Allow processing of string literals with invalid encoding

gmcgibbon commented 4 years ago

Currently, ruby_parser cannot unescape string literals with invalid encoding (in my tests, strings with unicode and binary characters). When scanning a file like this:

class ValidatorTest < Minitest::Test
  def test_reject_malformed_string
    malformed_string = "\xBA\xBBƮ\xC1\xF7\xB1\xB8"
    refute_predicate Validator.new(malformed_string), :valid?
  end
end

The stack-trace ends at ruby_parser-3.14.1/lib/ruby_lexer.rex.rb:163:in `gsub': incompatible character encodings: ASCII-8BIT and UTF-8 (Encoding::CompatibilityError). I've done two things to fix this:

Make the lexer test case file UTF-8. This is needed to add a weirdly encoded string test.
Change the rex template to parse literals with #process_string_literal. It essentially does the same thing with a fallback to encode the unquoted literal content as ASCII-8BIT.
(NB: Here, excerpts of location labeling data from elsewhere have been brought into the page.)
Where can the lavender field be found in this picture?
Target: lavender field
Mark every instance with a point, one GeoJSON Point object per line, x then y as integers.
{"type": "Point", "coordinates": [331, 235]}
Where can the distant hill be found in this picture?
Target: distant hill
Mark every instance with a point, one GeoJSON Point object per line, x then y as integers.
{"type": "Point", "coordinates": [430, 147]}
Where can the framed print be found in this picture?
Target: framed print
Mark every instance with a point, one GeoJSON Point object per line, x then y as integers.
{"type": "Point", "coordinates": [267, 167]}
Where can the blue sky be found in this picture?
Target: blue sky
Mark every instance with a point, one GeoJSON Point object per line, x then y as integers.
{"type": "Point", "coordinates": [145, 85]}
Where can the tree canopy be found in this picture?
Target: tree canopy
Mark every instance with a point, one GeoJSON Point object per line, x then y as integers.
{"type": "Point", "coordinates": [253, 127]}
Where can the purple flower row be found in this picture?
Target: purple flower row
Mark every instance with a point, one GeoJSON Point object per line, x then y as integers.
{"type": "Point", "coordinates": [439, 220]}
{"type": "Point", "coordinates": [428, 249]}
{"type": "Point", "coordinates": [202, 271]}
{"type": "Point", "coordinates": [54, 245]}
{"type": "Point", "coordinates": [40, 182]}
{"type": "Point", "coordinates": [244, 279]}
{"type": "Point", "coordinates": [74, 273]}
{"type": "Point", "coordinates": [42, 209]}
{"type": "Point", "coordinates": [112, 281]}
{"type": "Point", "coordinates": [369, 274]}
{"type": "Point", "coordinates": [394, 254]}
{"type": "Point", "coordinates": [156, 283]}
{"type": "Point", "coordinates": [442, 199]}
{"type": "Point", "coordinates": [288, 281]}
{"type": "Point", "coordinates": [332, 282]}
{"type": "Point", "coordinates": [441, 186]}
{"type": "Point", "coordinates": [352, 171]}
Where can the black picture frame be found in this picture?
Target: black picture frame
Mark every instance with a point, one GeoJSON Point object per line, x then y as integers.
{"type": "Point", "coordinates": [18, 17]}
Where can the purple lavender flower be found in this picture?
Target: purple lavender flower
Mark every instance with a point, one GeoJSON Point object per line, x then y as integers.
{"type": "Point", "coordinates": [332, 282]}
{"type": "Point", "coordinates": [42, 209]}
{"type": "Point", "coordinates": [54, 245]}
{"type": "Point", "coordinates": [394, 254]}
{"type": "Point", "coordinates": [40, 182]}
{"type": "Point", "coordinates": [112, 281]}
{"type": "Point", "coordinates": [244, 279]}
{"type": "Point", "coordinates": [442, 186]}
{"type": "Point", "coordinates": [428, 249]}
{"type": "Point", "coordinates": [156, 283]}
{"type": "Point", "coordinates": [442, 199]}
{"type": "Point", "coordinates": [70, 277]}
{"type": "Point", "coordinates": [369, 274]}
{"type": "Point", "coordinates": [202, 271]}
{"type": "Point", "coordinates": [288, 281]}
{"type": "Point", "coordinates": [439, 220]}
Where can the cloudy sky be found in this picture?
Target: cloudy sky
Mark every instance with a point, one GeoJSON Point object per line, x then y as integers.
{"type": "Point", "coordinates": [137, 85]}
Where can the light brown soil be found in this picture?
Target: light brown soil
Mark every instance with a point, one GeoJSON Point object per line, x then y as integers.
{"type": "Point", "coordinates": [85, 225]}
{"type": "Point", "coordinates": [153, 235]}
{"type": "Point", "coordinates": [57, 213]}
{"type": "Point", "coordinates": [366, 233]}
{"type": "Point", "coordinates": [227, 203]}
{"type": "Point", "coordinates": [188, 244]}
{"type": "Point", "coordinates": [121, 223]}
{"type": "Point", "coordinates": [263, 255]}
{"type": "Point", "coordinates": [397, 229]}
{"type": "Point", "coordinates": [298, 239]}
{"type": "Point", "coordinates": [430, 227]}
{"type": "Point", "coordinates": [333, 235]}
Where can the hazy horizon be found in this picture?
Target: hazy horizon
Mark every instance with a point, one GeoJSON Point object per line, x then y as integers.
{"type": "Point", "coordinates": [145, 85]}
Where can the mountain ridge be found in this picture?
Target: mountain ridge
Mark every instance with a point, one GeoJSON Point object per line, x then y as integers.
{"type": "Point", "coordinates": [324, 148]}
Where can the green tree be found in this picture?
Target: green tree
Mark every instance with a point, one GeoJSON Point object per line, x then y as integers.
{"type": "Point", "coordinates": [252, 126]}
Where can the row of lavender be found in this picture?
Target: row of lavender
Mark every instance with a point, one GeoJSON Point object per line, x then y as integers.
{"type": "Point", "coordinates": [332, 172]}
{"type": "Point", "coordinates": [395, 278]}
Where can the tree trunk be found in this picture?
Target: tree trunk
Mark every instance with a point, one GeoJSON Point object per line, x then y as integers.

zenspider commented 4 years ago

I couldn't sleep so I worked on this w/o remembering your PR. I came up with nearly the same solution with some minor exceptions. I use b instead of dup simply because it is shorter. One real difference is that in the assertions I force the encoding to the encoding of the expected... This lets me have tests with binary (or other) data and it needs to match. (I guess I need some tests to JUST check the encodings on output tho).

I even had to work out the US-ASCII declaration from the test file because I just couldn't figure out how to write the damn test otherwise.

Thank you for your contribution. Sorry I overlooked it. I did give you credit in the commit.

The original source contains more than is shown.